Just Shut Up and Vote “Yes”
October 10, 2012
A prime example of what I’ve called the Big Lie about retention elections – namely the notion that the only legitimate reason for voters to pull the “no” lever on a judge is gross incompetence or corruption – is on display by the Soros-financed blog of Pennsylvanians for Modern Courts. The piece concedes that judges must be “accountable to voters and continue to serve at the will of the people.” But, “threatening non-retention demonstrates a fundamental misunderstanding of the role of the judiciary, undermines the court’s ability to do its job, and does more harm than good.”
“This is not to say,” we’re assured,
“that the people are not free to express their dissatisfaction with the judiciary or individual decisions made by specific judges. However, the appellate process is the correct mechanism to address issues with individual decisions, not campaigning (or threatening to campaign” against retention.”
The problem here, of course, is that the appellate process is open only to the litigants in a specific case. It provides absolutely no recourse to average voters whose lives are impacted by the rulings of activist judges who routinely exceed their authority by legislating from the bench.

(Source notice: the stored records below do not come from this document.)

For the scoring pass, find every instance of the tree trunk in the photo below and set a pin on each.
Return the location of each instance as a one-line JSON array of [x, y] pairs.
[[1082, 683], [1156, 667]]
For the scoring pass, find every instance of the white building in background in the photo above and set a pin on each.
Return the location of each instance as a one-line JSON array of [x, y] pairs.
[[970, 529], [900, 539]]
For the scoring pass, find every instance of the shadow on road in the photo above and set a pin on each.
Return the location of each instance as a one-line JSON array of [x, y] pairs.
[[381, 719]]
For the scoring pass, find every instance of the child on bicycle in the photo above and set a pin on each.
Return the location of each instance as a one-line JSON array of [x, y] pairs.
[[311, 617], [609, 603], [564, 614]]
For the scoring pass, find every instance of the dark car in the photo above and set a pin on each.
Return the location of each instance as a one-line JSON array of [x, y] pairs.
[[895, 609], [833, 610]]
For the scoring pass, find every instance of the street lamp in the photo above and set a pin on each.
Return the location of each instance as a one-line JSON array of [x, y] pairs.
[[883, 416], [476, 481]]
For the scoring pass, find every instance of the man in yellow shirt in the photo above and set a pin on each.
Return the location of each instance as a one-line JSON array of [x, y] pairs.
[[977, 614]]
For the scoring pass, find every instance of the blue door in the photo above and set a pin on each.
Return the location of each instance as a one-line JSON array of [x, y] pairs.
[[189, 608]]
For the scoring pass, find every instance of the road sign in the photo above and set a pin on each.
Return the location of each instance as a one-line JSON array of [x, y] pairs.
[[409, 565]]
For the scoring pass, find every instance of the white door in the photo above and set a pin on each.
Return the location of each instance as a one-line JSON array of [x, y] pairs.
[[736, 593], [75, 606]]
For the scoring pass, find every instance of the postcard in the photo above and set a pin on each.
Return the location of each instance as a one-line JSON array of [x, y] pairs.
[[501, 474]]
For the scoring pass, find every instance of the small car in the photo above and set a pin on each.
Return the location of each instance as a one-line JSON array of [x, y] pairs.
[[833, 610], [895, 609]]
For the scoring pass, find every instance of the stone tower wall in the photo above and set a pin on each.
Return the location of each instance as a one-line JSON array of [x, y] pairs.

Everyone agrees, as this post suggests, that the role of a judge is to “act as a fair and impartial adjudicator,” not to “make decisions on individual cases based on political expediency.” The question is, who gets to decide if they are fulfilling this role properly? In a democracy, that “who” is the people – and they should be free to pass judgment on the judges who serve them without being bullied by elites who would prefer the people to just shut up and vote “yes” on all judges in all retention elections.